Digitizing the quilt

Bicentennial Quilt at Essex Library 5 November 2021.jpg

Essex's Bicentennial Quilt at The Essex Library Association in November 2021

In 1976, residents of Essex, Connecticut worked together to commemorate the 200th anniversary of American independence.  Combining their sewing skills, town quilters created an original quilt of 42 squares. Each square depicts a place or event in the town's history. 

Quilters began meeting monthly in September 1975 to plan and create the quilt.  Over a series of eight workshop meetings, quilters completed 42 nine-inch quilt squares.

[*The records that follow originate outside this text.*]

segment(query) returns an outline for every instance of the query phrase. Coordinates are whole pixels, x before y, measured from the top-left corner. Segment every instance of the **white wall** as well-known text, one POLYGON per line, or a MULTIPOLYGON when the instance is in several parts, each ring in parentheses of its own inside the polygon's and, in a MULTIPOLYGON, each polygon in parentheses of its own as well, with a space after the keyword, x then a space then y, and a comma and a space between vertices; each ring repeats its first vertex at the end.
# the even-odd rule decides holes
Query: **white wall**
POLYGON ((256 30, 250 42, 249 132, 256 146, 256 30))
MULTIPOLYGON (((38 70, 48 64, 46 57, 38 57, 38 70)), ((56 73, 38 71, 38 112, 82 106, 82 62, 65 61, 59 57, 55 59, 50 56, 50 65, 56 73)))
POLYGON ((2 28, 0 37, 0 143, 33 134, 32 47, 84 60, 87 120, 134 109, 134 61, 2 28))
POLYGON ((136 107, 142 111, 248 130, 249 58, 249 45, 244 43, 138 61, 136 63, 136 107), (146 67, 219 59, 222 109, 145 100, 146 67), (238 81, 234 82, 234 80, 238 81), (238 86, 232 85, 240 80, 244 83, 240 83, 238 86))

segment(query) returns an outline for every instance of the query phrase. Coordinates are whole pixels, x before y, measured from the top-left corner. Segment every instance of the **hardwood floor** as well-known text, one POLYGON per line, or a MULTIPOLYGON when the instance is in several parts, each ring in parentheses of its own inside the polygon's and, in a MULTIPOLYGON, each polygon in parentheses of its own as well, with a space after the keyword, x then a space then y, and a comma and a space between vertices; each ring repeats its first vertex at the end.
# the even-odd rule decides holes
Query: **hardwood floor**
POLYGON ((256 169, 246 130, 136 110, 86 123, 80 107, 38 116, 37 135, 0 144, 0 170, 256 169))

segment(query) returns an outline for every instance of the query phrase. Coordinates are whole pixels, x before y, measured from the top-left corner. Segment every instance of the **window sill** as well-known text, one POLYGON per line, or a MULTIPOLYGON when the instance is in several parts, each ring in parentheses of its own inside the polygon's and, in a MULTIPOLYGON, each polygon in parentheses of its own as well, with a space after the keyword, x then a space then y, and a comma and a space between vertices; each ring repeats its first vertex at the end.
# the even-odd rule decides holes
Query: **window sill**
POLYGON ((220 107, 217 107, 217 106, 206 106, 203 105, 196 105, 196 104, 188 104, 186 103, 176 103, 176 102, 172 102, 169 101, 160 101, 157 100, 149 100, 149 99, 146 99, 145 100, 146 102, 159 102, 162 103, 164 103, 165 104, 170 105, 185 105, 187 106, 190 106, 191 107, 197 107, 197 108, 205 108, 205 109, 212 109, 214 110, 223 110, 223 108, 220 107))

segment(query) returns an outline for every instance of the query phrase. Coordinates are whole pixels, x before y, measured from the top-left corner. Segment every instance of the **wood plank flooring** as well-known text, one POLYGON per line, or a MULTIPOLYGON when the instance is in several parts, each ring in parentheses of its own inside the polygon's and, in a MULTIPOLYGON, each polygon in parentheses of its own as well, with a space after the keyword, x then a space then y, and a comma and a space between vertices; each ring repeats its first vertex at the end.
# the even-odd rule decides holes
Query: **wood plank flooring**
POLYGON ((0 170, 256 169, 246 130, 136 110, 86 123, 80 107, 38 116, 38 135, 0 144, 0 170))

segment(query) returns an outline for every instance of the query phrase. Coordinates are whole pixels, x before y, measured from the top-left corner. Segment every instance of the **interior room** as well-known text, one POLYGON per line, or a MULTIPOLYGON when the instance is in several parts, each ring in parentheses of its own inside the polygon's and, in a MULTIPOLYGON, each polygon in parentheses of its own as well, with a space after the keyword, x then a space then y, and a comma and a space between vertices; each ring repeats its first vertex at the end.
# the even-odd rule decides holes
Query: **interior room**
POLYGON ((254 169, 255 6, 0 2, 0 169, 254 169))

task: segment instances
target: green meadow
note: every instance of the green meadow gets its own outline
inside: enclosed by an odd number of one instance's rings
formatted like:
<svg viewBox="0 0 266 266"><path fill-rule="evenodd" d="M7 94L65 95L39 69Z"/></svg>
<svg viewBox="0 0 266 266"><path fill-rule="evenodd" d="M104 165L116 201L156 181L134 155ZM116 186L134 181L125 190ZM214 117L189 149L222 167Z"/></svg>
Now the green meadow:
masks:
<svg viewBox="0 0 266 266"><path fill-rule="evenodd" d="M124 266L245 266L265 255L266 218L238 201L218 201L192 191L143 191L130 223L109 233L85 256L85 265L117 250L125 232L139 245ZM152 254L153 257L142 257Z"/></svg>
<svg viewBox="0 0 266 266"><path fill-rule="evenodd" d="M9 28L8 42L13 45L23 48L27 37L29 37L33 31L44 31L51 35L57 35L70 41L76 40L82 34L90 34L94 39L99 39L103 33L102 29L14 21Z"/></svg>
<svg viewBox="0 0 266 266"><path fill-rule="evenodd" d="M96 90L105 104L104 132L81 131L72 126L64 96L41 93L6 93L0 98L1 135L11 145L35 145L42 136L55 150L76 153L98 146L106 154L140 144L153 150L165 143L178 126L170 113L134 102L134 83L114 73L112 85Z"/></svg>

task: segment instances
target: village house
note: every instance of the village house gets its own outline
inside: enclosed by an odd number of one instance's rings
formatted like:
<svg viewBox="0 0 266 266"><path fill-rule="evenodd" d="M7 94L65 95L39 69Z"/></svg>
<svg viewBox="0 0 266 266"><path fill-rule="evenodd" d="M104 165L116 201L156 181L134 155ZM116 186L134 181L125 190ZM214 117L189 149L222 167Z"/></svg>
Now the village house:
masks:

The squares were then joined together and presented to the Essex Historical Society in honor of Independence Day in the summer of 1976.

Quilt10_Essex Historical Society.pdf

Quilt square 10: Hills Academy, Essex Historical Society

The completed quilt was displayed at Hills Academy, part of Essex Historical Society.  In 1996, the 20th anniversary of the project, the quilt was displayed at the Connecticut River Museum.  Since then the quilt has been on permanent display at the Essex Library Association at 33 West Avenue. 

Today the quilt is displayed in the library's 1889 Society conference room, where it's on view for residents and visitors.  The conference room also holds the library's collection of local history materials.  Accompanying the quilt is a visual guide card and a red scrapbook.  The scrapbook contains a description of each quilt square plus memorabilia from the 1976 quilting project (correspondence, invitations, and press clippings).

Quilt42_Essex Public Library.pdf

Quilt Square 42: Essex Library at 3 Main Street, the library's prior location near the corner of West Avenue and Main Street

In 2021, Essex Library Association embarked on a project to make the Bicentennial Quilt more widely accessible to town residents and individuals interested in the local history of Essex and quiltmaking.  The library entered an agreement with Essex Historical Society to photograph the quilt and scan accompanying memorabilia. 

In the summer of 2021, a college student majoring in history volunteered to photograph the quilt squares, scan the scrapbook, and add descriptive metadata to make the quilt digitally available using Omeka.  Omeka allows for the exhibition of cultural heritage objects via a free, open-source content management system.  Items in the Omeka collection are digitally preserved and made discoverable through Dublin Core descriptive standards.